The company initially focused on a subset of graphics adapters known as GUI accelerators, which were designed specifically to speed up the drawing of elements in a graphical user interface (GUI) and to enhance its overall visual appearance by increasing the color depth and resolution. Actix was one of the first companies to design products in this field. Their first product was the Tiger 10, released in August 1991 and aimed at corporate users of Microsoft's Windows 3.0. The Tiger 10 shipped with a proprietary device driver for Windows, while the card featured TIGA graphics processors manufactured by Texas Instruments. It supported the standard VGA resolution of 640 by 480 pixels, all the way up to 1280-by-960-pixel Super VGA, with certain display modes possessing a 90 MHz refresh rate. A month later, the company released the Quantum VGA, a GUI accelerator based on S3 Incorporated's 86C911 chipset. The Quantum VGA was received warmly in InfoWorld, where reviewer Jim Canning wrote that the board offered "major relief to beleaguered 80286s and 80386SXes". Actix followed up the Quantum VGA with the HiColor Spectra Board, a consumer-oriented, general-purpose graphics adapter based on Tseng Labs' ET 4000 chip that boosted the standard VGA color depth from 256 colors to 32,768, owing to a Sierra RAMDAC on board.
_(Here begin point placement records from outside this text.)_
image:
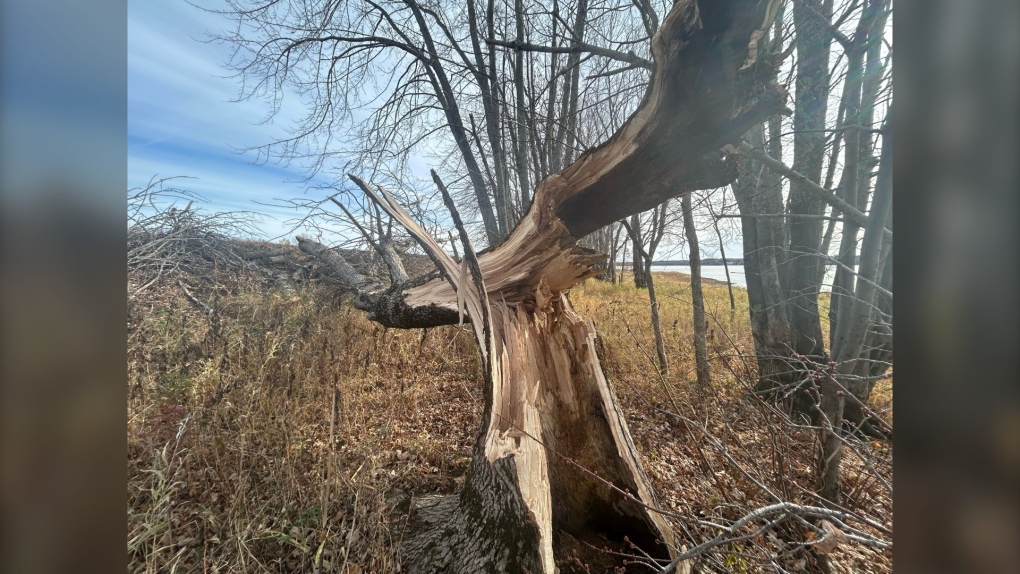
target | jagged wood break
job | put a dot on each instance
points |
(549, 411)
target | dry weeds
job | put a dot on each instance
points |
(290, 433)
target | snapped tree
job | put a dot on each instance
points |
(554, 456)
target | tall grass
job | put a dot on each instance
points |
(290, 434)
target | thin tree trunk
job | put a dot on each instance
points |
(641, 273)
(722, 254)
(660, 345)
(849, 361)
(549, 412)
(697, 298)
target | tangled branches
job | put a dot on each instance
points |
(165, 240)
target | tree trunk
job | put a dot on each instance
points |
(549, 411)
(697, 298)
(552, 420)
(640, 265)
(660, 345)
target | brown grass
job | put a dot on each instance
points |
(238, 461)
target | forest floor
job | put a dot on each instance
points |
(288, 433)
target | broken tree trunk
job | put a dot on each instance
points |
(554, 460)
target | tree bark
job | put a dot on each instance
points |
(697, 298)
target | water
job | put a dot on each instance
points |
(736, 275)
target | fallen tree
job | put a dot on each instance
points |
(554, 459)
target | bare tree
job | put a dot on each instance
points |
(697, 298)
(786, 243)
(554, 453)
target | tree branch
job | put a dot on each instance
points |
(579, 47)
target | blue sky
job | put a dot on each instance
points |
(182, 120)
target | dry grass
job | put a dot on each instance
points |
(289, 434)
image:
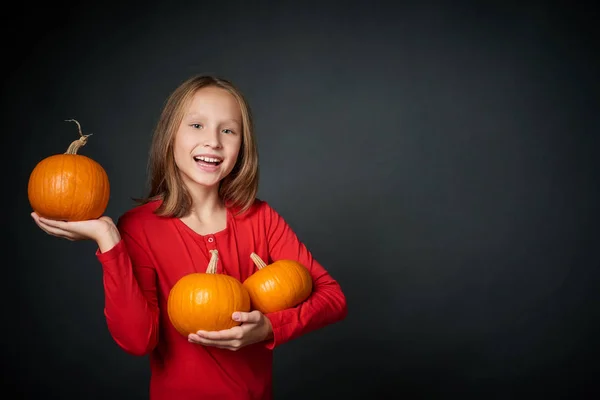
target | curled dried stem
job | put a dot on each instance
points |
(77, 144)
(212, 264)
(258, 261)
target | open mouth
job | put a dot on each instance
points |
(214, 161)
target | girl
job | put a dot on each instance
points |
(204, 179)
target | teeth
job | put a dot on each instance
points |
(206, 159)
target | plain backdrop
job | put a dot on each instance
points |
(438, 158)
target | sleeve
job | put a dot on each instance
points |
(326, 304)
(131, 305)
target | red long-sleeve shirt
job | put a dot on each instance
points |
(155, 252)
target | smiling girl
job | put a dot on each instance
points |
(203, 186)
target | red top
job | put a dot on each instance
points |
(155, 252)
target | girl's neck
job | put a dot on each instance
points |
(206, 202)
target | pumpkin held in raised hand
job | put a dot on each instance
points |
(69, 186)
(278, 286)
(206, 301)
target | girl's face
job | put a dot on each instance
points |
(208, 141)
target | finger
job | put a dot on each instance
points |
(54, 223)
(55, 231)
(226, 344)
(253, 316)
(234, 333)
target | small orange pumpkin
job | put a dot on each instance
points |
(69, 186)
(206, 301)
(278, 286)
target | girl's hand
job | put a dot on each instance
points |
(102, 230)
(255, 328)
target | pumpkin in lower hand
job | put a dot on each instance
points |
(278, 286)
(69, 186)
(206, 301)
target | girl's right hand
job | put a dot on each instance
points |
(102, 230)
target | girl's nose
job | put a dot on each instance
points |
(212, 139)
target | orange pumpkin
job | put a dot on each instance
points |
(278, 286)
(206, 301)
(69, 186)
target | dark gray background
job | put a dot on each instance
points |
(439, 160)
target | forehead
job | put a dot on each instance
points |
(214, 102)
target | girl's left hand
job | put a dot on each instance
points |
(255, 328)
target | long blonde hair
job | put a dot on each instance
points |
(237, 190)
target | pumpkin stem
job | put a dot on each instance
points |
(212, 265)
(77, 144)
(257, 261)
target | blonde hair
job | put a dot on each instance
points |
(237, 190)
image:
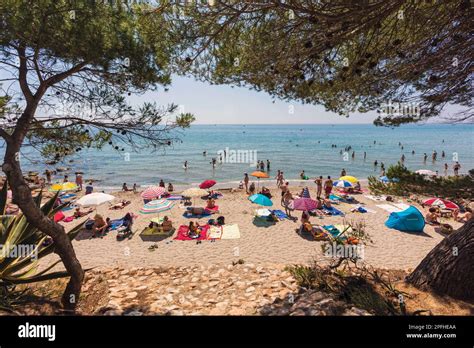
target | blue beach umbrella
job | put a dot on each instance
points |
(342, 183)
(261, 200)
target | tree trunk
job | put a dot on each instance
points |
(448, 269)
(63, 246)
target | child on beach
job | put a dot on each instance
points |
(432, 216)
(328, 187)
(319, 186)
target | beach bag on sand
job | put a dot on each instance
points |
(221, 220)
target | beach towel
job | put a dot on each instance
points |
(114, 224)
(69, 219)
(332, 211)
(263, 212)
(213, 210)
(332, 230)
(174, 197)
(215, 232)
(280, 214)
(376, 198)
(230, 232)
(183, 233)
(59, 216)
(188, 215)
(390, 208)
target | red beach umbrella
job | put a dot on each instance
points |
(207, 184)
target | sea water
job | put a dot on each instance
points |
(290, 148)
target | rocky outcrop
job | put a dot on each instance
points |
(241, 289)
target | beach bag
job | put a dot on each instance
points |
(221, 220)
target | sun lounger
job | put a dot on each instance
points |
(230, 232)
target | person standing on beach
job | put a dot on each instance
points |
(79, 181)
(277, 177)
(246, 182)
(284, 189)
(456, 168)
(328, 187)
(48, 176)
(319, 186)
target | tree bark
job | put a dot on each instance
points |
(448, 269)
(23, 198)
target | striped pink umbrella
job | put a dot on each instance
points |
(441, 203)
(304, 204)
(153, 192)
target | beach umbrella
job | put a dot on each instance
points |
(441, 203)
(304, 204)
(207, 184)
(153, 192)
(194, 192)
(305, 193)
(94, 199)
(351, 179)
(156, 206)
(261, 200)
(342, 183)
(259, 175)
(67, 186)
(426, 172)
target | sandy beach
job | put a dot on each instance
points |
(277, 244)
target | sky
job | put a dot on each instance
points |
(212, 104)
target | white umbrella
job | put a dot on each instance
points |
(94, 199)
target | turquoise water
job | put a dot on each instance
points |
(291, 148)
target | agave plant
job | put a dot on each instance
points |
(16, 233)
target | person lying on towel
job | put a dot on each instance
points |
(194, 230)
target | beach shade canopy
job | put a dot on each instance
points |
(194, 192)
(261, 200)
(342, 183)
(94, 199)
(153, 192)
(425, 172)
(306, 193)
(409, 220)
(156, 206)
(260, 175)
(351, 179)
(67, 186)
(305, 204)
(207, 184)
(441, 203)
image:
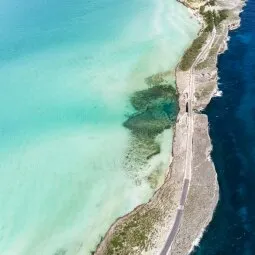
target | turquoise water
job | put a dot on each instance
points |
(67, 70)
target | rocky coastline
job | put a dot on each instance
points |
(146, 229)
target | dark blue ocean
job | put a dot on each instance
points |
(232, 129)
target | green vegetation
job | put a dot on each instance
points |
(134, 233)
(212, 19)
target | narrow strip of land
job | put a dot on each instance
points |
(188, 158)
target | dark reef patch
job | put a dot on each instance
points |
(156, 108)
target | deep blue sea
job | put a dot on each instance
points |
(68, 166)
(232, 129)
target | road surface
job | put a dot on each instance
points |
(188, 159)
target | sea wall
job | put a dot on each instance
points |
(146, 229)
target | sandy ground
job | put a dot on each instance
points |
(203, 189)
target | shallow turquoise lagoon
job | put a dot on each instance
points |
(67, 70)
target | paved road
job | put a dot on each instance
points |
(188, 159)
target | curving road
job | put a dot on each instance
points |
(188, 159)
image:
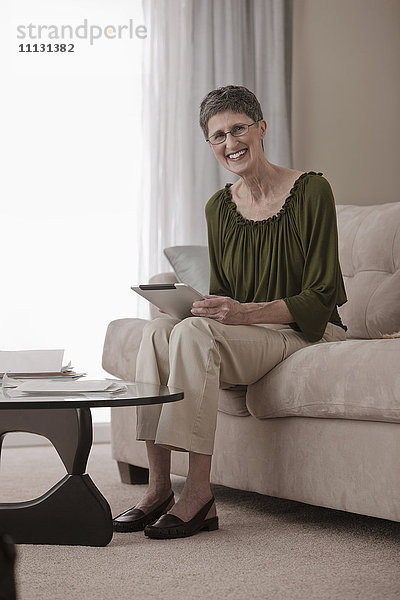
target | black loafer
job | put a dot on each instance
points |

===GraphicsEngine line (1992–1998)===
In January 1992, Actix introduced the first two models in its long line of GraphicsEngine adapters. Called the GraphicsEngine VGA, they were also based on S3's GUI accelerator chip and comprised two models: one with 512 KB of video RAM, and another with 1 MB. The former supported up to a 1024-by-768-pixel resolution with 4-bit color depth, while the latter supported up to a 1280-by-960-pixel resolution with 8-bit color depth. In March 1992, the company introduced the GraphicsEngine Display Accelerator, which incorporated the same RAMDAC as the HiColor Spectra, allowing the board to display 16-bit color at a 1280-by-1024-pixel resolution. Both boards received mixed assessments in PC Magazine, while InfoWorld rated the GraphicsEngine Display Accelerator the fastest board on the low-end of the GUI accelerator market.

By the end of 1993, Actix had moved to a larger office in Santa Clara, which housed its 20 employees (up from 10 in 1992). The company was described by Transpacific magazine as protective of the details of their operations, only divulging that they posted $9 million in sales in 1993.

The company introduced their first VESA Local Bus product with the GraphicsEngine 32VL in mid-1993. The VESA Local Bus was a motherboard technology that allowed expansion cards to access the memory bus of Intel's i486 processor directly, breaking the bottleneck of the antiquated but still commonplace Industry Standard Architecture bus and allowing for much-accelerated graphics output. Actix followed up with its first two products based on the Peripheral Component Interconnect (PCI) bus, the GraphicsEngine 64 PCI and GraphicsEngine Ultra 64 PCI, in 1994. PCI was an entirely new motherboard bus standard invented by Intel; it had much higher bandwidth than both ISA and VESA Local Bus and eventually came to dominate the motherboard landscape in the mid-1990s.

One of the company's last products was the GraphicsEngine Ultra AV in 1995. Powered by S3's Vision968 graphics chipset and a Texas Instruments RAMDAC, it could display graphics at up to a 1600-by-1200-pixel resolution. The company coasted through 1996 with $17 million in annual sales. By this point the company had moved again to Sunnyvale, California, and employed 27 workers. Actix in 1997 planned a pivot to providing video conferencing products for enterprises. These plans did not pan out for the company, however, and in 1998 Actix petitioned to dissolve in the state of California.